FAIMS systems have varying attributes, some suited for proteomics (larger molecules) and others for metabolomics (smaller molecules). One publicly announced effort (Agilent Technologies and Owlstone) “is very unique,” said Dr. Shvartsburg. “It’s a microchip FAIMS that is almost invisible and sits within the inlet capillary to the mass spec and is smaller than the size of the fingernail. I have worked with them. They don’t have the kind of resolution we have, but they do have much better sensitivity and the speed is amazing at 10 ms analysis.”
Dr. Shvartsburg, who has published widely on FAIMS, said the technology might find use in histone code analysis, “which some people will say is the most important area of PTMs.” He expects FAIMS resolution to improve by two- to threefold over the next couple of years.
One intriguing result is FAIMS ability to distinguish isotopomers. “It’s new but FAIMS can separate some isotopomers in the gas phase. It is stunning and so far not theoretically understood. We discovered it accidentally. It could be a fundamentally new approach for identification of molecular structure using the gas phase of the molecule. In a way like NMR it fingerprints molecules in solution but the resolution would have to get much better.”
Microbial Genome Mining
Discovery of new antibiotics has slowed so much that “we could run out antibiotics to treat life-threatening infection very soon,” said senior researcher Lijiang Song, Ph.D., experimental officer in mass spectrometry at the University of Warwick. “This is why the American infectious disease society proposed that we need to discover 10 new antibiotics by 2020, which many people think is overambitious if not impossible. The main reason has been the high rate of re-discovery of known compounds.
“We have addressed this problem by employing high-resolution mass spectrometry to do de-replication in the modern microbial genome mining approach for novel natural products. This means we can identify known compounds very early on and shift our focus to true novel compounds.

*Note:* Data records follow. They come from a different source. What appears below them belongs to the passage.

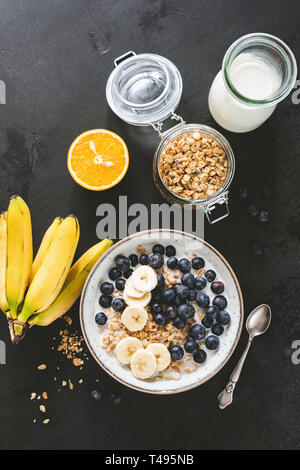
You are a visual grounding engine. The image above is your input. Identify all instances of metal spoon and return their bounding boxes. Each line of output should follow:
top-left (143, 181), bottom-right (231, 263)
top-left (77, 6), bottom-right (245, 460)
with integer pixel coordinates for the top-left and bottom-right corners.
top-left (218, 304), bottom-right (271, 410)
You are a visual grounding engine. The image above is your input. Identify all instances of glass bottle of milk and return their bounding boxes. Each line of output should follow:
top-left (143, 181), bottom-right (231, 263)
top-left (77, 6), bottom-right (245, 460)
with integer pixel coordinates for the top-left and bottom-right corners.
top-left (208, 33), bottom-right (297, 132)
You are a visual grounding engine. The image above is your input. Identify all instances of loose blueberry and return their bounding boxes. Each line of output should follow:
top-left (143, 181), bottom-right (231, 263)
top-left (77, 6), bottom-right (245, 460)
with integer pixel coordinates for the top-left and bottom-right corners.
top-left (166, 245), bottom-right (176, 256)
top-left (116, 255), bottom-right (130, 272)
top-left (181, 273), bottom-right (195, 289)
top-left (210, 281), bottom-right (225, 294)
top-left (169, 344), bottom-right (184, 361)
top-left (129, 253), bottom-right (139, 268)
top-left (195, 276), bottom-right (207, 290)
top-left (192, 256), bottom-right (205, 269)
top-left (173, 317), bottom-right (186, 330)
top-left (178, 258), bottom-right (192, 273)
top-left (205, 335), bottom-right (220, 349)
top-left (100, 282), bottom-right (115, 295)
top-left (204, 269), bottom-right (216, 282)
top-left (211, 323), bottom-right (224, 336)
top-left (139, 253), bottom-right (149, 265)
top-left (213, 295), bottom-right (227, 310)
top-left (152, 244), bottom-right (165, 255)
top-left (184, 339), bottom-right (199, 354)
top-left (95, 312), bottom-right (107, 326)
top-left (116, 279), bottom-right (126, 292)
top-left (111, 297), bottom-right (126, 312)
top-left (149, 253), bottom-right (164, 269)
top-left (99, 295), bottom-right (112, 308)
top-left (217, 310), bottom-right (230, 326)
top-left (167, 256), bottom-right (178, 269)
top-left (108, 268), bottom-right (122, 281)
top-left (193, 349), bottom-right (207, 364)
top-left (196, 293), bottom-right (210, 308)
top-left (190, 323), bottom-right (206, 341)
top-left (161, 289), bottom-right (175, 305)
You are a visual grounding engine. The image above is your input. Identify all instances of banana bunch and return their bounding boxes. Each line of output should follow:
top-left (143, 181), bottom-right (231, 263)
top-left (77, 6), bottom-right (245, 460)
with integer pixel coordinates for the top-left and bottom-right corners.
top-left (0, 196), bottom-right (112, 343)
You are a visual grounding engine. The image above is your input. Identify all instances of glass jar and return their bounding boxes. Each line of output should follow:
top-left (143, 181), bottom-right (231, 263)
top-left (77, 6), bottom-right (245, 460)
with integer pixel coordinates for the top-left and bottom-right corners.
top-left (106, 51), bottom-right (235, 223)
top-left (208, 33), bottom-right (297, 132)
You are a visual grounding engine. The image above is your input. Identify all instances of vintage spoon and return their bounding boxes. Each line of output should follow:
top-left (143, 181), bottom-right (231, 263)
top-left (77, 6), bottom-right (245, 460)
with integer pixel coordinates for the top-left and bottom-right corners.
top-left (218, 304), bottom-right (271, 410)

“We have successfully identified and characterized more than 30 new compounds in the last five years and patented two families of novel bioactive microbial polyketide natural products (as antibiotics or anticancer agents.)”

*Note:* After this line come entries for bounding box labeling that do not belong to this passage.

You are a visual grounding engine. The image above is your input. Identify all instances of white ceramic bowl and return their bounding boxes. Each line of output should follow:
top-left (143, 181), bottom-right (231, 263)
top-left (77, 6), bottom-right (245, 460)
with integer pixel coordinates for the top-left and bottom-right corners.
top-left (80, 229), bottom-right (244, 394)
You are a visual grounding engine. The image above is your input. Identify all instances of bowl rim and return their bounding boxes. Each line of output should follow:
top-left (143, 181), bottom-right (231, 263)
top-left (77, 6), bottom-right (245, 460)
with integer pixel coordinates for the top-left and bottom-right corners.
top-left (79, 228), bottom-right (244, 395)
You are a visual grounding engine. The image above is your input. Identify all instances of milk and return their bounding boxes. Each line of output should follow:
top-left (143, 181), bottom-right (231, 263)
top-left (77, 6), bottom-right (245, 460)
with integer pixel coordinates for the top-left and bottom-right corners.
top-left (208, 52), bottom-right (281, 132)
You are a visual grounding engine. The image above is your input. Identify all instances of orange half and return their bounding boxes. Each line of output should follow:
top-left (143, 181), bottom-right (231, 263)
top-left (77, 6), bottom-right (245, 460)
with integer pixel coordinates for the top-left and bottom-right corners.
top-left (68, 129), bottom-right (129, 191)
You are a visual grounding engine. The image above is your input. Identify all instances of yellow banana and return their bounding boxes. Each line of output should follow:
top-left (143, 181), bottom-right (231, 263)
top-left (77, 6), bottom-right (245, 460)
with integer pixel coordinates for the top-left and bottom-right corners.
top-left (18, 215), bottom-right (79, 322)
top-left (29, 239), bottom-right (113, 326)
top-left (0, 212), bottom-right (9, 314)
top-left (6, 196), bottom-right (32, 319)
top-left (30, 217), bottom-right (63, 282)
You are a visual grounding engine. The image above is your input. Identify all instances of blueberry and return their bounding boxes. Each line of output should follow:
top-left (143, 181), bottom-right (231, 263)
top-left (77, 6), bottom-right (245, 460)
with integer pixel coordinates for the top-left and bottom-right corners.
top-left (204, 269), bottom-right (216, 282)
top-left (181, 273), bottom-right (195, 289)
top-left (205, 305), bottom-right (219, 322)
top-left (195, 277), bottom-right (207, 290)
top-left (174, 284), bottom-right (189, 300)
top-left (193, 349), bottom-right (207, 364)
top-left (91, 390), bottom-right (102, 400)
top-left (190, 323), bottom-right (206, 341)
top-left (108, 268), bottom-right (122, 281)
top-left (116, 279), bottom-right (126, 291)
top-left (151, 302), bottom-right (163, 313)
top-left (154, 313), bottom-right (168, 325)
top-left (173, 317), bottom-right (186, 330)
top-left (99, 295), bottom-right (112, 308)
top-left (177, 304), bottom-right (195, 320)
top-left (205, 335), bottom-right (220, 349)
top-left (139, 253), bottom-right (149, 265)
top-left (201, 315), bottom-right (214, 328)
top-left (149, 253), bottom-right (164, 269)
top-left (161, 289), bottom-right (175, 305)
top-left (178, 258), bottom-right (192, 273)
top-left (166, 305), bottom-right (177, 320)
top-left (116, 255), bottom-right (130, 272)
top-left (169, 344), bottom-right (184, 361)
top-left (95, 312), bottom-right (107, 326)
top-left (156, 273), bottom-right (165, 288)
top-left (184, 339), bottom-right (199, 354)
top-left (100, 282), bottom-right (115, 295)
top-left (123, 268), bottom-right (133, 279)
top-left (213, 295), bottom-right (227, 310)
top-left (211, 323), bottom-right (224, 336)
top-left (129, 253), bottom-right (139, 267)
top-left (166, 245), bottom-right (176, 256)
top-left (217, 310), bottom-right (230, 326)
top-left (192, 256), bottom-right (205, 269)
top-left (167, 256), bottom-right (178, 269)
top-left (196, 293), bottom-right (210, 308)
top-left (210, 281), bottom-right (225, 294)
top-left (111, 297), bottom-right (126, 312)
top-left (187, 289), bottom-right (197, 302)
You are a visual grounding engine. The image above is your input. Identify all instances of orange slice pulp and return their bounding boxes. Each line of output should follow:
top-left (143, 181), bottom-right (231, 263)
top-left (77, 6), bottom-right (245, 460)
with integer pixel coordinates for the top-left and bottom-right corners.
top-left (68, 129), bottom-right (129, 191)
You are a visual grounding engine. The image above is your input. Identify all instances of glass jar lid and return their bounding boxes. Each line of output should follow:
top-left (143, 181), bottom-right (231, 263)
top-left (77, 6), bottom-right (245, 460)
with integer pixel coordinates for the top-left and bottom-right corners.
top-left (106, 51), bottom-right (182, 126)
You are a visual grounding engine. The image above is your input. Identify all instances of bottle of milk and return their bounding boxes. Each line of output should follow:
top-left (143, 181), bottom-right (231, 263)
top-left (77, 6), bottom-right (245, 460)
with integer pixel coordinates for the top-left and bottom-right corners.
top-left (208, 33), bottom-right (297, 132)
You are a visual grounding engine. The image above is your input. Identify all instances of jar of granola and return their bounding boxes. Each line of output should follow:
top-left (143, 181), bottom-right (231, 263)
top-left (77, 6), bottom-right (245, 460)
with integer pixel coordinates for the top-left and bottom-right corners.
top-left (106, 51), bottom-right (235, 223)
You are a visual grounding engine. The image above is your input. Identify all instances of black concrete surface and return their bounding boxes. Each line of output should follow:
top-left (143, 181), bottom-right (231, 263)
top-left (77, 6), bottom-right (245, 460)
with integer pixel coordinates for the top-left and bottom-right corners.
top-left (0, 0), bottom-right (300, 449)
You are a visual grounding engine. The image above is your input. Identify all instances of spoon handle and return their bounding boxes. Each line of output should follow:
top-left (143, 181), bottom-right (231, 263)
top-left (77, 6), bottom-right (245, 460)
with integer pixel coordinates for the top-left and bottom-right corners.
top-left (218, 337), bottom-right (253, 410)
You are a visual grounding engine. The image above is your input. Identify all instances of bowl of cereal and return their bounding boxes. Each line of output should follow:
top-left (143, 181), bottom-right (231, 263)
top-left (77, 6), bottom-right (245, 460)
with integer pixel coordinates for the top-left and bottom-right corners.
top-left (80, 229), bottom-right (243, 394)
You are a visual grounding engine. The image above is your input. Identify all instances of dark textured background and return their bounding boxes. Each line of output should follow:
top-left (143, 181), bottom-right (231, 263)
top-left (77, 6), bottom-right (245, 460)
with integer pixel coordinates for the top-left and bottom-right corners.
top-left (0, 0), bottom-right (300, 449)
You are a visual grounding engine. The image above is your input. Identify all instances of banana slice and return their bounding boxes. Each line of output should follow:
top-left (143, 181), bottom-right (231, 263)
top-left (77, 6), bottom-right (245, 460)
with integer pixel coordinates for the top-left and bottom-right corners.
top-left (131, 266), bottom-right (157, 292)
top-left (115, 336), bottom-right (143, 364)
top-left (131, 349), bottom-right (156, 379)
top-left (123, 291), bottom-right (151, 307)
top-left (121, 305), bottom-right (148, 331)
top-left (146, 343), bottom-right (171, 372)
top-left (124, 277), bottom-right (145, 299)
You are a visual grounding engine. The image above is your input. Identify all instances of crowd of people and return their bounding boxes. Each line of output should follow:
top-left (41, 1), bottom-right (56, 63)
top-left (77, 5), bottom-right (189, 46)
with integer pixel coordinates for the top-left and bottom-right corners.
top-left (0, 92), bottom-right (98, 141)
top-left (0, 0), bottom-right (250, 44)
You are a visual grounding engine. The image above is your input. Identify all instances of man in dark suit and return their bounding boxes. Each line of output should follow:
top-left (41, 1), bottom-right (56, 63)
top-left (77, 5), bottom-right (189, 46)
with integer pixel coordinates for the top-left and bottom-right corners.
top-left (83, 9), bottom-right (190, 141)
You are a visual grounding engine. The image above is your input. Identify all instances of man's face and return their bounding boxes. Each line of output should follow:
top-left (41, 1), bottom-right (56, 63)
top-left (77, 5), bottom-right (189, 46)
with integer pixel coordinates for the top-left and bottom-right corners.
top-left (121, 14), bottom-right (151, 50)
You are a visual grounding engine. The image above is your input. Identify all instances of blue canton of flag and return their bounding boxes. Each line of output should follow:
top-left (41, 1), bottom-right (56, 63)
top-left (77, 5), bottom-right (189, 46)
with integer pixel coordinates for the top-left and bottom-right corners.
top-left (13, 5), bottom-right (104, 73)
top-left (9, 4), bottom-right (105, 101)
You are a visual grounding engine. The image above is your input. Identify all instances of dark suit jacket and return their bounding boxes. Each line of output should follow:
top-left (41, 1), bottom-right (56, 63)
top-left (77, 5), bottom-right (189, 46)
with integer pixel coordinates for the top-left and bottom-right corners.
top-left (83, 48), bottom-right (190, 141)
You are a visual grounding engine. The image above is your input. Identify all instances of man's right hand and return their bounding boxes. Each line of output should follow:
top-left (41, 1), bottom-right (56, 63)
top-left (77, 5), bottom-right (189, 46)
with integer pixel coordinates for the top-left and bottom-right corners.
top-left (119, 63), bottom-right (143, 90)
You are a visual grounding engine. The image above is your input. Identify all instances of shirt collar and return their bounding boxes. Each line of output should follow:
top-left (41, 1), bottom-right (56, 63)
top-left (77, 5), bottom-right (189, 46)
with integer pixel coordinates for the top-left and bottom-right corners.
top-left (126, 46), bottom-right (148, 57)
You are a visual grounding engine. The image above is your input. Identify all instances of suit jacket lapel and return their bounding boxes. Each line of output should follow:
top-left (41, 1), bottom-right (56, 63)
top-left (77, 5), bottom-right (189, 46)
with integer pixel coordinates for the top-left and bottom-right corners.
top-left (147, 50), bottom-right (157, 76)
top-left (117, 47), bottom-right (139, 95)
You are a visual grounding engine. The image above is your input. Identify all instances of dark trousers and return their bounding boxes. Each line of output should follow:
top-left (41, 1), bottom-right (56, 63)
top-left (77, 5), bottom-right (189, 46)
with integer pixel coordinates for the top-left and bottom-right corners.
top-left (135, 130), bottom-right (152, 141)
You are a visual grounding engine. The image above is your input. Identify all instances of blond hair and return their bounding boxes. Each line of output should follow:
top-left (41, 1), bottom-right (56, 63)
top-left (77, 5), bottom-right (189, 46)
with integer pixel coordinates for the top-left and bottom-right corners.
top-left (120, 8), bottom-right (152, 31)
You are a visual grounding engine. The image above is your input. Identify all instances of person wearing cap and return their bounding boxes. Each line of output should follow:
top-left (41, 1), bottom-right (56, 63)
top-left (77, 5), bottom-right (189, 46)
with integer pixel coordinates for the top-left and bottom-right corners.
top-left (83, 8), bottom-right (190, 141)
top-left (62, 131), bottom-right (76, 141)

Dr. Song’s methodology was created “to analyze the genome sequence first to identify potential interesting secondary metabolite gene clusters, such as PKS, NRPS, where one can even predict whole or part of the structure of the secondary metabolite if made.

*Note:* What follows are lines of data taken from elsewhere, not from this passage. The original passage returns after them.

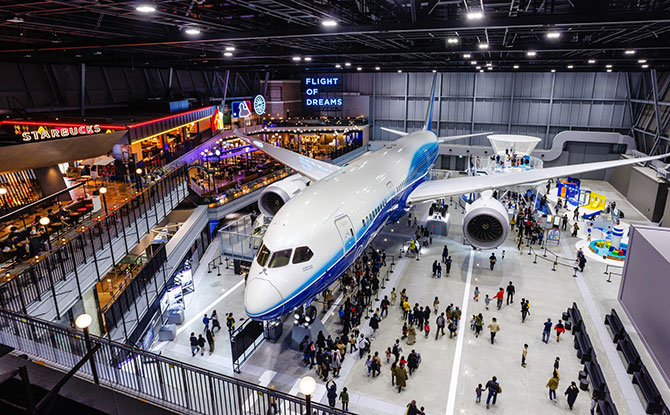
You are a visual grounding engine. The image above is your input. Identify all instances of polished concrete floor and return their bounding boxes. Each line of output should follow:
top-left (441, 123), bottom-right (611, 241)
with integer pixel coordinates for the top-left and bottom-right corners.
top-left (154, 181), bottom-right (670, 415)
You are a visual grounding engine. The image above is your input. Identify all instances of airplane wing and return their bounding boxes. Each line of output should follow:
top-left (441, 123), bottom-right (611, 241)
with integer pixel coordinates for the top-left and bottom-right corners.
top-left (437, 131), bottom-right (493, 144)
top-left (380, 127), bottom-right (409, 137)
top-left (407, 153), bottom-right (670, 203)
top-left (235, 128), bottom-right (340, 181)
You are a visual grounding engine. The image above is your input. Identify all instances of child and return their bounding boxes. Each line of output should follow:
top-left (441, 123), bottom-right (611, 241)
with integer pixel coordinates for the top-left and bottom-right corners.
top-left (521, 344), bottom-right (528, 367)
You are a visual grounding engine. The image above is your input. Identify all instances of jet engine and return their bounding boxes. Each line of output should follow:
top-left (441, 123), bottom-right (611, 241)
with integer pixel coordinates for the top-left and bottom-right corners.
top-left (258, 175), bottom-right (309, 218)
top-left (463, 194), bottom-right (510, 249)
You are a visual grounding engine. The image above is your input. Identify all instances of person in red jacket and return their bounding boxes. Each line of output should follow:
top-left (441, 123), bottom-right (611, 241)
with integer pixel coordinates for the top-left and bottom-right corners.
top-left (493, 287), bottom-right (505, 310)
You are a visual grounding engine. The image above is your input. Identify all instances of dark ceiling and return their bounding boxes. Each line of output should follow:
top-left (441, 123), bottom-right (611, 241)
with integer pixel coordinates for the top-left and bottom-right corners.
top-left (0, 0), bottom-right (670, 73)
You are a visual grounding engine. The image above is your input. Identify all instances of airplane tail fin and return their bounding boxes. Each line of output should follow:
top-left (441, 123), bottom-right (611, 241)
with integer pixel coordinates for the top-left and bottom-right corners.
top-left (423, 72), bottom-right (437, 131)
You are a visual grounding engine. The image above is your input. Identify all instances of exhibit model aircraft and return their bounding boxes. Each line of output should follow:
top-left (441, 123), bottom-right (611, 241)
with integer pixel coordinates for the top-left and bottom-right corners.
top-left (236, 78), bottom-right (670, 320)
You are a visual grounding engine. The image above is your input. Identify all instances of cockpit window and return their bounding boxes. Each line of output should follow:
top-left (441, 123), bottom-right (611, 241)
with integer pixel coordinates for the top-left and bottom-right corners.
top-left (256, 245), bottom-right (270, 267)
top-left (293, 246), bottom-right (314, 264)
top-left (268, 249), bottom-right (291, 268)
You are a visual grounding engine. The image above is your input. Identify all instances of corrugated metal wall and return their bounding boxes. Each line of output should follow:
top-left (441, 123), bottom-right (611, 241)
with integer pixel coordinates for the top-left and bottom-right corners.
top-left (352, 72), bottom-right (631, 148)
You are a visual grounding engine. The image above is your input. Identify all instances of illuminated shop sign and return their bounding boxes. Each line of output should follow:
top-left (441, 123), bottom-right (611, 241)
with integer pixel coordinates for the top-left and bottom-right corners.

“We then make knock-out mutants and carry out comparative metabolite profiling with LC-UV-MS/MS for wild-type and knock-out mutants to identify novel targets, followed by structure elucidation with MS and NMR.”
Dr. Song labels HR-MS/MS as “probably the most efficient way to do de-replication while high-resolution and high-accurate MS is probably the most sensitive (nanogram or even lower) and reliable way to do de-replication.”
With the emergence of high-speed, high-resolution MS, particularly the Bruker MaXis UHR-Q-TOF, said Dr. Song, it has become possible to screen a large number of samples for novel bioactive natural products by using UHPLC coupling with HR-MS/MS and still identify novel compounds quickly.
Dr. Song predicts that this approach will find its way into most natural product-based drug discovery programs. “Apparently, the current 40–60,000 resolution is good enough for most of the things we analyze, but it is not enough to distinguish sulphur isotope, which is one of the element contained in many natural products.
“I would like to think the resolution of Q-TOF HRMS will reach 100,000 in a few years time. By then HRMS/MS will become even more useful. Though many may argue that FT-ICR is better, the running cost for FT-ICR turned out to be too high for most of the labs. Their extreme high resolution (millions) is probably most suited for more specific applications.”